Islamabad: Pakistan has decided to negotiate a new programme with the International Monetary Fund (IMF) immediately after the budget as the coalition government is planning to conclude the $6.5 billion Extended Fund Facility (EFF) without completing all the pending review.
The coalition government has been negotiating with the Washington-based lender to revive its bailout programme since November, with the financing gap among the biggest roadblocks. There’s about $2.5 billion left to disburse from the $6.5 billion programme that’s scheduled to expire on June 30, Geo News reported.
The sources said that while negotiations on the ninth review were almost complete, a staff-level agreement is yet to be reached. Even after this review completes, the 10th and 11th reviews will remain pending.

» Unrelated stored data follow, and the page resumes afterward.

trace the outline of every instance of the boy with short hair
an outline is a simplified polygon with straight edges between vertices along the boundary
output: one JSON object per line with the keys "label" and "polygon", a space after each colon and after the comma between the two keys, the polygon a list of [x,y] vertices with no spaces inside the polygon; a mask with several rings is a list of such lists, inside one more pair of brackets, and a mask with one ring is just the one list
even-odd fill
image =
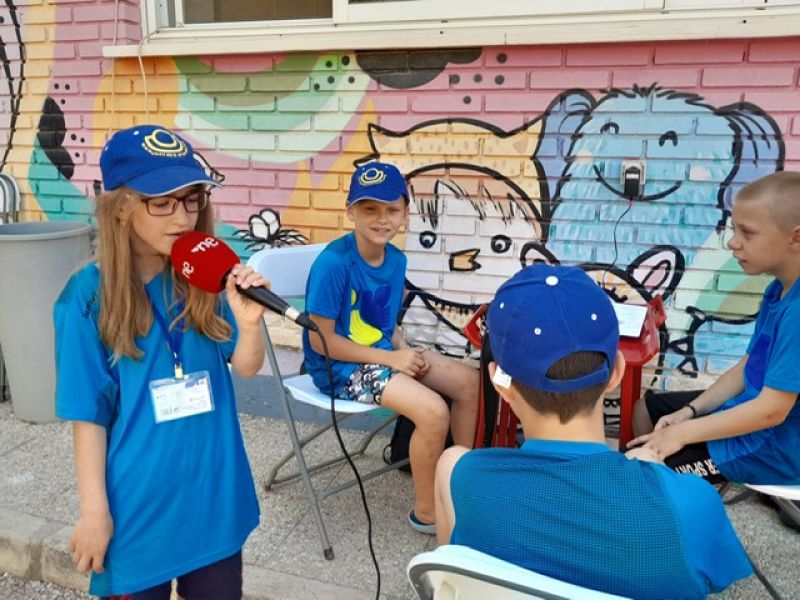
{"label": "boy with short hair", "polygon": [[800,173],[747,184],[731,220],[744,272],[775,277],[747,353],[703,392],[645,394],[629,446],[711,480],[800,484]]}
{"label": "boy with short hair", "polygon": [[603,395],[625,361],[611,301],[588,275],[526,267],[497,291],[488,331],[492,383],[525,442],[445,451],[440,543],[638,600],[705,598],[751,574],[713,487],[605,445]]}
{"label": "boy with short hair", "polygon": [[[408,222],[406,182],[396,167],[359,166],[347,196],[353,232],[317,257],[308,278],[306,310],[328,343],[338,398],[380,404],[416,426],[409,459],[416,500],[408,514],[415,530],[436,532],[433,478],[448,429],[472,446],[478,371],[436,352],[410,348],[397,326],[406,257],[390,240]],[[330,393],[318,336],[303,333],[306,368]],[[452,400],[452,415],[442,396]]]}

“Completion of both reviews before June 30 seems impossible and the government has decided against seeking an extension,” the sources said, adding that Ishaq Dar-led Ministry of Finance will approach the Fund for a new programme after budget – which is expected to be tabled on June 9, Geo News reported.

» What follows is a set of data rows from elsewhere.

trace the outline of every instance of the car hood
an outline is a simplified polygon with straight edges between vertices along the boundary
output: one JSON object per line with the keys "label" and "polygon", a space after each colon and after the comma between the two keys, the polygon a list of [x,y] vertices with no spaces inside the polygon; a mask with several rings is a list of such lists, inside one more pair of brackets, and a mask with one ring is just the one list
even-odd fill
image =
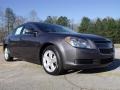
{"label": "car hood", "polygon": [[92,41],[110,41],[107,38],[104,38],[102,36],[99,35],[94,35],[94,34],[83,34],[83,33],[56,33],[57,35],[60,36],[71,36],[71,37],[78,37],[78,38],[83,38],[83,39],[89,39]]}
{"label": "car hood", "polygon": [[92,41],[110,41],[107,38],[104,38],[99,35],[94,35],[94,34],[79,34],[79,37],[85,38],[85,39],[90,39]]}

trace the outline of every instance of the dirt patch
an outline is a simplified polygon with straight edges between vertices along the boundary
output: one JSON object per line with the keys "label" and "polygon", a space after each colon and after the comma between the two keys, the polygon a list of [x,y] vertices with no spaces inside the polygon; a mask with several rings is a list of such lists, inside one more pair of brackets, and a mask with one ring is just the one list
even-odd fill
{"label": "dirt patch", "polygon": [[114,44],[115,48],[120,48],[120,44]]}
{"label": "dirt patch", "polygon": [[3,47],[2,46],[0,46],[0,53],[2,53],[3,52]]}

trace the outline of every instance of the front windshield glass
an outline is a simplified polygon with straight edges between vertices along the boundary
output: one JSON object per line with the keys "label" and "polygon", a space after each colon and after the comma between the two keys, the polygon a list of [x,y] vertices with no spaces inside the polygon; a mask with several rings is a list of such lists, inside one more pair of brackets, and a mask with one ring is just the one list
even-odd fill
{"label": "front windshield glass", "polygon": [[43,31],[48,33],[75,33],[72,29],[67,27],[52,25],[52,24],[37,24],[37,27]]}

The sources further revealed that if the coalition government fails to complete the negotiations before its term ends in August, the caretaker government will hold talks with the Washington-based lender.
Disclosing some of the details of the new programme, the sources said that the economic team has begun working on the agreement “which is expected to be tougher” than the existing programme agreed in 2019 by the Pakistan Tehreek-e-Insaf (PTI) government, Geo News reported.
Moreover, they said that the new bailout programme will likely be for more than three years. “Pakistan will desperately need an IMF programme in September as the country needs to pay around $9-11 billion dollars in repayments of external debt by December 2023,” they added.